Looking back, secondary school was cruel;

Many a sensitive soul was battered;

Fight to survive, seemed to be the main rule,

Or at least the only one that mattered,

Once primary innocence was shattered,

Upon being punched and kicked in the head

In the playground, by the bicycle shed.

 

School finished for him on reaching sixteen,

When he, (after learning not much apart

From how to pretend to be brutal, mean,

Not at all cowardly, should a fight start,

And how to suppress the cries of a heart),

Left with an average lower than D,

And started a job in a factory.

 

On the morning train to Liverpool Street,

He stood in the midst of a smoky haze,

With other commuters, bereft of a seat,

Crammed like the cigarette butts in ashtrays,

(You could still smoke on the train in those days),

With a morning rag (The Sun, or some shit)

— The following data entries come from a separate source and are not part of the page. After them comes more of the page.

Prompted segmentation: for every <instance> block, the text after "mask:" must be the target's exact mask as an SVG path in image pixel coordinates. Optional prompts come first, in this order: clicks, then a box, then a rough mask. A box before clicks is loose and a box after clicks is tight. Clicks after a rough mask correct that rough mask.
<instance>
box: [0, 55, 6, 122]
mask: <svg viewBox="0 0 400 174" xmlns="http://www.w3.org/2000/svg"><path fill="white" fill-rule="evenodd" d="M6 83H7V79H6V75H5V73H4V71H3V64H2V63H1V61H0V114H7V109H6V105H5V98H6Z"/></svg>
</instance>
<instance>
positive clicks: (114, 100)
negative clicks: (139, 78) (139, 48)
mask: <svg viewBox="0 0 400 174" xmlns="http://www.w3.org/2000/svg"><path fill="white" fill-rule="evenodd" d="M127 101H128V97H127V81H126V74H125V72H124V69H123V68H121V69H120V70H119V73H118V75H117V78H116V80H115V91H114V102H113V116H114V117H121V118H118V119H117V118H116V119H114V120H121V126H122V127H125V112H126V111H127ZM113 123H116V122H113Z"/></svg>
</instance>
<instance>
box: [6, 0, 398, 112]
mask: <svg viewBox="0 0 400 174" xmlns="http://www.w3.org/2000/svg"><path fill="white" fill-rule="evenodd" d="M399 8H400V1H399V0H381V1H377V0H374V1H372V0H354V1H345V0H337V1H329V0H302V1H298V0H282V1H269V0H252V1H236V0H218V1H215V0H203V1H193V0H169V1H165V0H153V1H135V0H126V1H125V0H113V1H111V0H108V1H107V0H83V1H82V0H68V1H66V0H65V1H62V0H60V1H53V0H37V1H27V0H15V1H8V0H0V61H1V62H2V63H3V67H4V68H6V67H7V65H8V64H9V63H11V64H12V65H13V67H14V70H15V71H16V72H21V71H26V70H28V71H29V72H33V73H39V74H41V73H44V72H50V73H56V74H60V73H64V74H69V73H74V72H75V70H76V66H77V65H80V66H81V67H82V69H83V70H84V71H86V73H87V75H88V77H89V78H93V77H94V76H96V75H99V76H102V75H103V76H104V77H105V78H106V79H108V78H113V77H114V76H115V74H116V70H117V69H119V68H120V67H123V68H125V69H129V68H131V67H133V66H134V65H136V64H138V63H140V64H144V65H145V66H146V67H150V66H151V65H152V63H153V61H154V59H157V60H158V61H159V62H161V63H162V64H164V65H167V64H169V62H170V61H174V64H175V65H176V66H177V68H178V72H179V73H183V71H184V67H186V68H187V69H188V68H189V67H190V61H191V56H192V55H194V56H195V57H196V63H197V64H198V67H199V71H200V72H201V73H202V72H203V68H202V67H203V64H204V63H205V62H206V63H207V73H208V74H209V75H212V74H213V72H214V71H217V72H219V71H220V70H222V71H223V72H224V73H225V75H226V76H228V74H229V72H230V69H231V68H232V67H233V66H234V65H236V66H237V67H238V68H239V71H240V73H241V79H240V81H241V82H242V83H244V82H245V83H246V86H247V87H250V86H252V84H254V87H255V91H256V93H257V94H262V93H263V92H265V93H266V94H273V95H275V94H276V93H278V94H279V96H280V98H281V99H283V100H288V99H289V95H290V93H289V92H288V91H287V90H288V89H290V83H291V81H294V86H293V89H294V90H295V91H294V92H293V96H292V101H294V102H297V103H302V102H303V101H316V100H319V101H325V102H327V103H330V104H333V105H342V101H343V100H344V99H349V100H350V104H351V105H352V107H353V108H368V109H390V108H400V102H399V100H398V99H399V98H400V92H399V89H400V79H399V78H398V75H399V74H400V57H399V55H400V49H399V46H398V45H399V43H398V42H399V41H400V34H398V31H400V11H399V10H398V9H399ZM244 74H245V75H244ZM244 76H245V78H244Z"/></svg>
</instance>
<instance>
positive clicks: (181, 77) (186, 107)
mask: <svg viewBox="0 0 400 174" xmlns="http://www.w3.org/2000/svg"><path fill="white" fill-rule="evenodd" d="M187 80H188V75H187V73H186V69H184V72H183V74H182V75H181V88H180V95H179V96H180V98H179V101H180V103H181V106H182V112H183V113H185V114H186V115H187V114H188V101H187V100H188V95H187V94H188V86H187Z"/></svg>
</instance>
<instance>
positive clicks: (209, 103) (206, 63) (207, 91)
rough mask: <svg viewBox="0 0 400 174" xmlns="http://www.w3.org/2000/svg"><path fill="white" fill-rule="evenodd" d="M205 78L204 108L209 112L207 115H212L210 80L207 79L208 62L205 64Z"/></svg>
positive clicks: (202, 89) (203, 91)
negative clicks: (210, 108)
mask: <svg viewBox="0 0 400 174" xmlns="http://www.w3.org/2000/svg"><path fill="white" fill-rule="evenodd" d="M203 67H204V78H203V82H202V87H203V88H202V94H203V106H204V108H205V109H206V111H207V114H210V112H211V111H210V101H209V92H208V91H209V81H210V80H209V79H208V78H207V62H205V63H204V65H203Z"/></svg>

Unread and tucked underneath his armpit.

 

He rode each day in those carriages brown,

And things stayed the same for nigh on two years,

Till work relocated to another town,

And he, after saying goodbye over beers,

Moved to new pastures, along with his peers:

Colleagues and friends on the factory floor,

Who followed the firm to avoid being poor.

 

They left for a new town, reluctantly,

To follow the carrot that dangled there,

In front of their faces, persuasively;

Offering hope and a future quite fair:

A salaried pension beyond compare,

For which, after years of service they’d be

Thankful to those at the top of the tree.

 

And so after years of service there came

A salaried pension? No not at all;

Job cuts were announced, and our hero’s name

Was under the axe that was bound to fall;

The final package was terribly small,

And the management’s sadly sailed away;

Gone to wherever the billionaires stay.

 

Looking back, secondary school, was grim

A test of his endurance, nothing more;

Was that then the plan for many like him?

The law of the jungle’s hard to ignore;

It’s too easy to be fodder for sure;

Destined for the scrap heap, labelled unskilled,

Unwritten prophesies being fulfilled.